“A mulher”, assim mesmo, como algo único e homogêneo, não existe. Somos frutos de uma sociedade moldada pelas noções de tempo, espaço social, contextos culturais, históricos, políticos, religiosos, e até de das noções de classe, raça e gênero. Nesse sentido, as diversas violências contra as mulheres têm mais de uma raiz. Entender a violência contra as mulheres tratando apenas a misoginia, por exemplo, nos traria respostas inconclusivas. Na mesma medida, é incompleta a luta das mulheres sem considerar a defesa dos direitos das mulheres trans.

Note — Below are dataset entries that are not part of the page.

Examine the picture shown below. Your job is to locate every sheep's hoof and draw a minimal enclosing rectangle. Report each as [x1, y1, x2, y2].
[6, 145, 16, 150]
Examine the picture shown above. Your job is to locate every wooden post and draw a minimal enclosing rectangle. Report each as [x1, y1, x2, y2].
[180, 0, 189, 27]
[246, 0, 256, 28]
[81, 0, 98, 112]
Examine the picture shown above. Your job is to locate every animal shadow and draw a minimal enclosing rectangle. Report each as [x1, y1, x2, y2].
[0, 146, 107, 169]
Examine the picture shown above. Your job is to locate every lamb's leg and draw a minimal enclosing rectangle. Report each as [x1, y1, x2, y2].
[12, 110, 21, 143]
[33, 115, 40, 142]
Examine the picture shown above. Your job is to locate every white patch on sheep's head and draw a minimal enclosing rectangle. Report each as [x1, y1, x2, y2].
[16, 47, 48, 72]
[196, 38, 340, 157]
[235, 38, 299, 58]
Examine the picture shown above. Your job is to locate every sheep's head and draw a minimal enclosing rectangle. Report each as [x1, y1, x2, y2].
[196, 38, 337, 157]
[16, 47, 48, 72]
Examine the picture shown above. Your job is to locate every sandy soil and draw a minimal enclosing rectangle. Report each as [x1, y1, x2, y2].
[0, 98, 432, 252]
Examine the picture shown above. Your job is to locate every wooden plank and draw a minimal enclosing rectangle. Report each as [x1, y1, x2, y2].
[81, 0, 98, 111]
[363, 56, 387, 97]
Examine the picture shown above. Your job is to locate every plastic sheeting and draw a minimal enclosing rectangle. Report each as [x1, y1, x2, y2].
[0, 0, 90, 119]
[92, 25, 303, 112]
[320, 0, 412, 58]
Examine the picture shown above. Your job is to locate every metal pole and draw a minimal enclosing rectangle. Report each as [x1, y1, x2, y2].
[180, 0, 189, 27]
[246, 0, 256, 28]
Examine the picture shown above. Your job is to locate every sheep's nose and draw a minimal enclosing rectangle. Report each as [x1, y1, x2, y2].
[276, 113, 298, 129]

É curioso navegar pela internet e observar narrativas de um pequeno grupo de mulheres cis apegadas à segunda onda do feminismo (anos 1970), tentando afirmar que a opressão contra as mulheres existe porque elas tem uma vagina, e não pelo gênero imposto no nascimento. Isso me soa contraditório. Além de ser uma ideia antifeminista, que nega os avanços e contribuições dos estudos de gênero, se afasta da interseccionalidade (construção intelectual de feministas negras), e ainda desconsidera a existência de privilégios.

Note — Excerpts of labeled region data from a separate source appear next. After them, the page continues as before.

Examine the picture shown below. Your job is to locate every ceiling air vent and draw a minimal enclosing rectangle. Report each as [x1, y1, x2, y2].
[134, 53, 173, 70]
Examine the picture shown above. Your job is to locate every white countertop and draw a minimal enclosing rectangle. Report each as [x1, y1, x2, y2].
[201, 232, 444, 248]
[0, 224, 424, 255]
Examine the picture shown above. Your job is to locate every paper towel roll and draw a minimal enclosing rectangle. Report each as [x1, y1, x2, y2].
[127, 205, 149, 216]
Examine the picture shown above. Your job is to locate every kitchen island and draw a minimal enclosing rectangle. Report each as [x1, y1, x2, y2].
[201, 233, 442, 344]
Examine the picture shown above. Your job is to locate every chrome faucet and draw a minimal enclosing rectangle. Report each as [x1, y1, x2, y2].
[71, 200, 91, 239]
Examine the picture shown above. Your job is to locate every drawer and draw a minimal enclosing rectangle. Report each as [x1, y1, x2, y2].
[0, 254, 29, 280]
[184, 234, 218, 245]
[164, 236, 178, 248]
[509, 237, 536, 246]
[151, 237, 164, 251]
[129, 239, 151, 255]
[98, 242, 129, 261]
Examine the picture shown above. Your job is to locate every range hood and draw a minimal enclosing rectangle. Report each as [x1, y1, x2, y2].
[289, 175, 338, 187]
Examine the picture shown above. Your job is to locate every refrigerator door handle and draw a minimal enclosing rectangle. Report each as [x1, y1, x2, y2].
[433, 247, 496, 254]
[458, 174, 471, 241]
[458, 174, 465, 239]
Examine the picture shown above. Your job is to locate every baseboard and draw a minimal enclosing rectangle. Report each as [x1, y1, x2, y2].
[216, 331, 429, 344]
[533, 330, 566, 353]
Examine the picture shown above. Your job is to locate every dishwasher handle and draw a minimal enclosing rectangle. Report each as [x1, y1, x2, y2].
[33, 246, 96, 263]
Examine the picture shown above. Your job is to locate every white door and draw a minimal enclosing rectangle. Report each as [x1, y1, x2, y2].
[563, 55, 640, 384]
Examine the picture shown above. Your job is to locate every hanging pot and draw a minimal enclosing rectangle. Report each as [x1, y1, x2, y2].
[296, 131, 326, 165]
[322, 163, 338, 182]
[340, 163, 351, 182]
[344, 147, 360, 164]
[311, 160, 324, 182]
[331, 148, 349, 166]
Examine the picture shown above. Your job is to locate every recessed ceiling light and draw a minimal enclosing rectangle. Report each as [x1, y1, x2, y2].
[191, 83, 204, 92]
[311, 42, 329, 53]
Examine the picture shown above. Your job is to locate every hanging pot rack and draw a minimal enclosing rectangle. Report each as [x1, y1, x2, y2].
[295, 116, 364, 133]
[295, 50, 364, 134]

Por isso, repito: não existe mulher universal, que compartilha as mesmas opressões a partir de uma parte dos seus corpos. Não há apenas uma forma de ser e existir enquanto mulher. Se por um lado, é necessário determinar quais direitos as mulheres cis e trans demandam em termos de políticas públicas, por outro, é impossível definir o que é uma mulher sem cristalizar nossas experiências, aprisionar a diversidade e normatizar vivências tão distintas de cada uma. Esse seria um caminho de exclusão e apagamento.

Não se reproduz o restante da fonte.